Computational study on cilia transport of Prandtl nanofluid (blood-Fe3O4) enhancing convective heat transfer along microorganisms under electroosmotic effects in wavy capillaries
International Journal of Numerical Methods for Heat & Fluid Flow ( IF 4.0 ) Pub Date : 2024-09-17 , DOI: 10.1108/hff-07-2024-0503
Madiha Ajmal, Rashid Mehmood, Noreen Sher Akbar, Taseer Muhammad

Purpose

This study aims to focuse on the flow behavior of a specific nanofluid composed of blood-based iron oxide nanoparticles, combined with motile gyrotactic microorganisms, in a ciliated channel with electroosmosis.

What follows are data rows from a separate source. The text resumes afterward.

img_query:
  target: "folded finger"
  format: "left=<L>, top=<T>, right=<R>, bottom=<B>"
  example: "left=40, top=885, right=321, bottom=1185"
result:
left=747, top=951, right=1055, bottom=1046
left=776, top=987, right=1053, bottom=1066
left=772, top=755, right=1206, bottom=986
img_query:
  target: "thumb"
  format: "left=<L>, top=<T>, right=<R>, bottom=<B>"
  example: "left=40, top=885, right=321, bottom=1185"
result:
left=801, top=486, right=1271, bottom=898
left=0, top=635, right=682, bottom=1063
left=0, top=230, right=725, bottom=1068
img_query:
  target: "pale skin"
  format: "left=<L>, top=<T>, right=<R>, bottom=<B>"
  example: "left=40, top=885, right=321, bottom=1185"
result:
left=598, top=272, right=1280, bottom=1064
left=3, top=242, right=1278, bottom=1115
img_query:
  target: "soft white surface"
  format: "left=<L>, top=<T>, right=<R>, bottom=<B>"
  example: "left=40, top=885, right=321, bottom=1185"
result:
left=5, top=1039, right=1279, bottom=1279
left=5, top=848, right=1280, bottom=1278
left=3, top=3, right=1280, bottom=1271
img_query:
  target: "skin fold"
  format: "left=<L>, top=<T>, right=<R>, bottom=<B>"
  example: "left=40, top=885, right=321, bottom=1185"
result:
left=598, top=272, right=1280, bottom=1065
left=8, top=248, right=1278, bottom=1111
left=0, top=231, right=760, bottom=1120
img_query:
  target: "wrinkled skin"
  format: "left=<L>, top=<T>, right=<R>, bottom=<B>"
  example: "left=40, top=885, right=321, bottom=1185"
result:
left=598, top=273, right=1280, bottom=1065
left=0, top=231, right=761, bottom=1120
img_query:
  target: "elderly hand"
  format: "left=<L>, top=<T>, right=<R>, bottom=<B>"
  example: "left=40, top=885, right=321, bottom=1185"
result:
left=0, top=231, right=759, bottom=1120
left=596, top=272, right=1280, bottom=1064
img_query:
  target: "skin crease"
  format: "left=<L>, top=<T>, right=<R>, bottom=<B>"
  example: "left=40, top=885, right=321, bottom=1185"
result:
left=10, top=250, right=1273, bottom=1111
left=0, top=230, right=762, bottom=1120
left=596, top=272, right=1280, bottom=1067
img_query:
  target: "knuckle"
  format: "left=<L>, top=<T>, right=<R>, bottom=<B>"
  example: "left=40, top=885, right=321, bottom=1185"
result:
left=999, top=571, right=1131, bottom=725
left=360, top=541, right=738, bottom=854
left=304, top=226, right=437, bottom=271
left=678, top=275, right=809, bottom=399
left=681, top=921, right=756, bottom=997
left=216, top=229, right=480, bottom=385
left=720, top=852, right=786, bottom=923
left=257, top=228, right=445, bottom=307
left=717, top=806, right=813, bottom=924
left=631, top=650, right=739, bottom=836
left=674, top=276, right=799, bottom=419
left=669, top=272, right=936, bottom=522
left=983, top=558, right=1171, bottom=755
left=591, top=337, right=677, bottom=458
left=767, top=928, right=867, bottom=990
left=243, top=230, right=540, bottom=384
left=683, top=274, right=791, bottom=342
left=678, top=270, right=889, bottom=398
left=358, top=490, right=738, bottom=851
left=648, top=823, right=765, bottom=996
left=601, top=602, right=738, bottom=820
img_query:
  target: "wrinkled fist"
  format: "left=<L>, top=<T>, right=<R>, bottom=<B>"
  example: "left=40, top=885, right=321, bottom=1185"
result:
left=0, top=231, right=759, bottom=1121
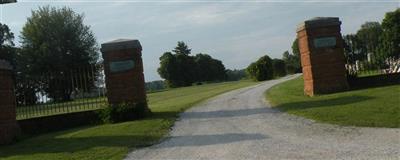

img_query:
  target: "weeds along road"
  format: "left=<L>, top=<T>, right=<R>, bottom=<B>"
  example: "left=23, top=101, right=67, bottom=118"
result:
left=125, top=74, right=400, bottom=160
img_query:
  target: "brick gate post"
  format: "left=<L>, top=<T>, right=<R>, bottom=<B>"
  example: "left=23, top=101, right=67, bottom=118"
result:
left=0, top=60, right=20, bottom=145
left=296, top=17, right=349, bottom=96
left=101, top=39, right=149, bottom=111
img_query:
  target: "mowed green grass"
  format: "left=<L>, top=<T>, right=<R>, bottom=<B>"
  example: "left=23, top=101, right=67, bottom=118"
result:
left=0, top=80, right=258, bottom=160
left=266, top=77, right=400, bottom=128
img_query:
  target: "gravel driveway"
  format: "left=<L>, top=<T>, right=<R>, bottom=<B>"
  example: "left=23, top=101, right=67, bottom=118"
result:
left=125, top=74, right=400, bottom=160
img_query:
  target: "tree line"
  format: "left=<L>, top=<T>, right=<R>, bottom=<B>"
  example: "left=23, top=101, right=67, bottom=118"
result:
left=158, top=41, right=227, bottom=88
left=246, top=38, right=301, bottom=81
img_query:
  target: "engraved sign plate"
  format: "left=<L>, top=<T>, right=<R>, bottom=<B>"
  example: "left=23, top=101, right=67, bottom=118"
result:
left=110, top=60, right=134, bottom=73
left=314, top=37, right=336, bottom=48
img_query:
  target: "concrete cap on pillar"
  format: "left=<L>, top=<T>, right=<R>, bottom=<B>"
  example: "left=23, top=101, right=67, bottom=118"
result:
left=297, top=17, right=341, bottom=32
left=0, top=59, right=12, bottom=70
left=101, top=39, right=142, bottom=53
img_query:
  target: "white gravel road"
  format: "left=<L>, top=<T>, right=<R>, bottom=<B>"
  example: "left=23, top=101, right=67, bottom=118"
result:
left=125, top=74, right=400, bottom=160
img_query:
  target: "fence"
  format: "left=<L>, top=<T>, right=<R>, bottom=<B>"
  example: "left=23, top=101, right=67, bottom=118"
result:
left=345, top=55, right=400, bottom=77
left=344, top=42, right=400, bottom=77
left=15, top=64, right=108, bottom=120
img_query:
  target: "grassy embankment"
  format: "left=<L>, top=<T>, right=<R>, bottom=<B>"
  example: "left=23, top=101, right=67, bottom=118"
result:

Design/methodology/approach

This study applies a powerful mathematical model to examine the combined impacts of bio convection and electrokinetic forces on nanofluid flow. The presence of cilia, which are described as wave-like motions on the channel walls, promotes fluid propulsion, which improves mixing and mass transport. The velocity and dispersion of nanoparticles and microbes are modified by the inclusion of electroosmosis, which is stimulated by an applied electric field. This adds a significant level of complexity.

Findings

To ascertain their impact on flow characteristics, important factors such as bio convection Rayleigh number, Grashoff number, Peclet number and Lewis number are varied. The results demonstrate that while the gyrotactic activity of microorganisms contributes to the stability and homogeneity of the nanofluid distribution, electroosmotic forces significantly enhance fluid mixing and nanoparticle dispersion. This thorough study clarifies how to take advantage of electroosmosis and bio convection in ciliated micro channels to optimize nanofluid-based biomedical applications, such as targeted drug administration and improved diagnostic processes.

Originality/value

First paper discussed “Numerical Computation of Cilia Transport of Prandtl Nanofluid (Blood-Fe₃O₄) Enhancing Convective Heat Transfer along Micro Organisms under Electroosmotic effects in Wavy Capillaries”.

中文翻译：

普朗特纳米流体（血-Fe3O4）纤毛传输的计算研究在电渗效应下增强波状毛细血管中微生物的对流换热

目的

本研究旨在重点研究由基于血液的氧化铁纳米粒子与运动的旋转微生物结合组成的特定纳米流体在电渗纤毛通道中的流动行为。

设计/方法论/途径

这项研究应用强大的数学模型来研究生物对流和动电力对纳米流体流动的综合影响。纤毛的存在被描述为通道壁上的波状运动，促进流体推进，从而改善混合和质量运输。纳米颗粒和微生物的速度和分散度通过引入电渗来改变，电渗是由施加的电场刺激的。这显着增加了复杂性。

发现

为了确定它们对流动特性的影响，生物对流瑞利数、格拉肖夫数、佩克莱特数和路易斯数等重要因素是多种多样的。结果表明，虽然微生物的旋转活性有助于纳米流体分布的稳定性和均匀性，但电渗力显着增强流体混合和纳米颗粒分散。这项彻底的研究阐明了如何利用纤毛微通道中的电渗和生物对流来优化基于纳米流体的生物医学应用，例如靶向药物管理和改进的诊断过程。